This emboldens the principle of upholding the right of remaining silent under the banner of professionalism and is generally seen as one of the key traits for rising up the career ladder. The downsides of such an approach are often managed as ‘acceptable risks’ in the ‘greater interest’ of all concerned. Consequently, the germination of a systematic corporate maleficence starts under the watch of a ‘gambling’ senior management and the foundation of a debilitating corporate scandal is unceremoniously laid. Such challenges are becoming disturbingly common in a digitally connected world that barely offers any solace to those unwilling to bend the rules to their advantage while ‘corporate watchdogs’ are faced with the dilemma of finding an optimum balance between the institutionalization of ‘restrictive’ laws and ‘facilitative’ laws in a precarious economic environment.
Anything you say will and can be used against you in the court of law
Every employee in an organization with a formal Talent Management function is introduced to a set of policies, procedures and processes that are to be followed in prescribed conditions. Some of these references pertain to disciplinary issues on account of any unauthorized actions, including, breaches of confidentiality, copyright violations, behavioral transgressions, corporate espionage, etc. However, the extent of control exercised over unsuspecting employees may go beyond the permitted areas within the applicable legal framework(s), especially, in cases of privacy and discriminatory practices. Generally, relief is available to employees through courts; however, such initiatives are often not pursued by the vast majority of employees to safeguard their future career prospects since background checking has become the norm in the recruitment industry and any indication of a ‘problem’ with a previous employer can signal the closure of promising advancement opportunities.

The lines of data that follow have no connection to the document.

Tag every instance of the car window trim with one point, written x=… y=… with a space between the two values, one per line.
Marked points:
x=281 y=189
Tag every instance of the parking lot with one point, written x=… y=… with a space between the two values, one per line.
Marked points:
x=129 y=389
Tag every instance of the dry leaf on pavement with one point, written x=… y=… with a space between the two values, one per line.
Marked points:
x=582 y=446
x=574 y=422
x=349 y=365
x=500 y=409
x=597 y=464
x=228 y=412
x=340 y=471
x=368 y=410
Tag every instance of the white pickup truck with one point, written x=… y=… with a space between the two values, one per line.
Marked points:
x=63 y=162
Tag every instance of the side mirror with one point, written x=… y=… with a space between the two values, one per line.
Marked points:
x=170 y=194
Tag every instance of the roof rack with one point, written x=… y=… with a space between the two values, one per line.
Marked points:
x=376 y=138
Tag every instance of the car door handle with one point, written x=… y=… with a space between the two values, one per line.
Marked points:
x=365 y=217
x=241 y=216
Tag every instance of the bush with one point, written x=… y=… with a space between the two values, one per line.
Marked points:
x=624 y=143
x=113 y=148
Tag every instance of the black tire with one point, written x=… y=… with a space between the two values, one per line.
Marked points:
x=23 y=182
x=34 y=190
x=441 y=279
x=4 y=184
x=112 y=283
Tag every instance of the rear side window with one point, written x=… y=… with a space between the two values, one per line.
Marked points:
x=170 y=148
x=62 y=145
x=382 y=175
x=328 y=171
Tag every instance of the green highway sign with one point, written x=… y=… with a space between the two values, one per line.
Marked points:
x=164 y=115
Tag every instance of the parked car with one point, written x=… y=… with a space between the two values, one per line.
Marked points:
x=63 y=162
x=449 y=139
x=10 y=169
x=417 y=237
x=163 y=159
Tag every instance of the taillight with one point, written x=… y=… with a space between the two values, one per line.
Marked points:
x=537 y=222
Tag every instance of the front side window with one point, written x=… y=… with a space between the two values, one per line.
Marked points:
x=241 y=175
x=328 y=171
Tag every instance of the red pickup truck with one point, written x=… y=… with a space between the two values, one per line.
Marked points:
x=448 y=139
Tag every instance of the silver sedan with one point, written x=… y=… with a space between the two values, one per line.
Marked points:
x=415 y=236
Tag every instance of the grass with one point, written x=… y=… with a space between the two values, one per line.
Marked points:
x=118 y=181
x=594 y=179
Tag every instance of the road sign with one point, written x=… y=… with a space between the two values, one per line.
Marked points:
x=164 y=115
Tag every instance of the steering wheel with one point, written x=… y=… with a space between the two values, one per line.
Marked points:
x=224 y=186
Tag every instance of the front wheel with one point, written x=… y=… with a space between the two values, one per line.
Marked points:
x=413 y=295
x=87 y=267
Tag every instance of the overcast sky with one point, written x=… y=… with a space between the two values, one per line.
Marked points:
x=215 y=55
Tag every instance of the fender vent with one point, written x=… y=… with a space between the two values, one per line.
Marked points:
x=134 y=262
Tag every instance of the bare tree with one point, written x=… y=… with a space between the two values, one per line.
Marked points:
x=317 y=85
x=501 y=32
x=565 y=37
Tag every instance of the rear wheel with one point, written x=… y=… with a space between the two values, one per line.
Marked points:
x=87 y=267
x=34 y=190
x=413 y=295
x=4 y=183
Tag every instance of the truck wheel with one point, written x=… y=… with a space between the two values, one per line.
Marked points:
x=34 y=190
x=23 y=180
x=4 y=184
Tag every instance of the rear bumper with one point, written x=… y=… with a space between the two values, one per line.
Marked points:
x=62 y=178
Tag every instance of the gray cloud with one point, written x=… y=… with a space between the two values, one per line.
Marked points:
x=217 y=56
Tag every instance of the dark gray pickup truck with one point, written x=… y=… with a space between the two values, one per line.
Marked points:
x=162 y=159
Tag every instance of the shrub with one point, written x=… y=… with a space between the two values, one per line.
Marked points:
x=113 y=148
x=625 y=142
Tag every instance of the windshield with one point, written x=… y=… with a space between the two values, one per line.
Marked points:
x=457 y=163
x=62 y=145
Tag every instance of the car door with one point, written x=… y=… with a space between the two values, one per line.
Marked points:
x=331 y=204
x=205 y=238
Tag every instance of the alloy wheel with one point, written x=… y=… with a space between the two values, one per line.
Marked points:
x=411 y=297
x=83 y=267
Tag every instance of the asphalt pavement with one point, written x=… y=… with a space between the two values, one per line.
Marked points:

Additionally, the ‘army’ of lawyers retained by well-resourced corporate entities ensures that any chance of a damaging lawsuit is dealt discretely and effectively before going into the public domain and tarnishing the employer brand. This may take the form of tacit intimidation of the hapless employees who are offered a ‘respectable’ exit with a ‘reasonable’ severance package tied to a ‘legally watertight’ and ‘heavily punitive’ confidentiality agreement, rather than, face the prospect of getting drenched in a legal downpour and suffering irreparable damage to professional reputation while forfeiting the prospects of a dignified career resurrection elsewhere. Quite often, a firm handshake with a wry smile and labored signing of necessary documents seals such ‘backdoor’ understandings.
You have the right to an attorney. If you cannot afford an attorney, one will be provided to you
Progressive organizations frequently portray themselves as bastions of workplace harmony by pointing out employee-friendly practices that have resulted in strengthening the working environment. Their claim is often backed up by ‘glowing’ employee surveys that serve as magnets for future talent and become the preferred fodder for management consultants/eminent academics/benchmarking companies/envious competitors as shining examples of an organization that truly cares about the wellbeing of their team members and is firmly focused on achieving organizational excellence. However, the actual truth of such claims is securely hidden behind ‘corporate handcuffs’ that are worn by every employee upon signing the relevant employment contract that is heavily laden with legal jargon or is subservient to a set of rules in written or digital form that can only be discovered by very few astute and determined analysts.
Sadly, even the best of efforts are sometimes not enough to uncover the disturbing details of what goes on behind the corporate walls before disaster strikes the unsuspecting legions of admirers and oblivious stakeholders, e.g., Enron was named as America’s Most Innovative Company for six consecutive years by Fortune magazine prior to its sordid fall from the pantheon of richly admired corporate leaders. Employees in such ‘enterprising’ organizations are often given the ‘freewill’ to explore internal/external ‘counselor’ services to resolve their grievances with the lure of a ‘whistle-blower’ hotline. However, such ‘magnanimous’ offers are generally seen as ‘poison pills’ by astute career-minded professionals who prefer to exit gracefully, rather than, stay ethically conflicted in dubious circumstances or become embroiled in ‘draining’ litigation with low probability of speedy resolution and a successful outcome.
Do you understand the rights i have just read to you? With these rights in mind, do you wish to speak to me?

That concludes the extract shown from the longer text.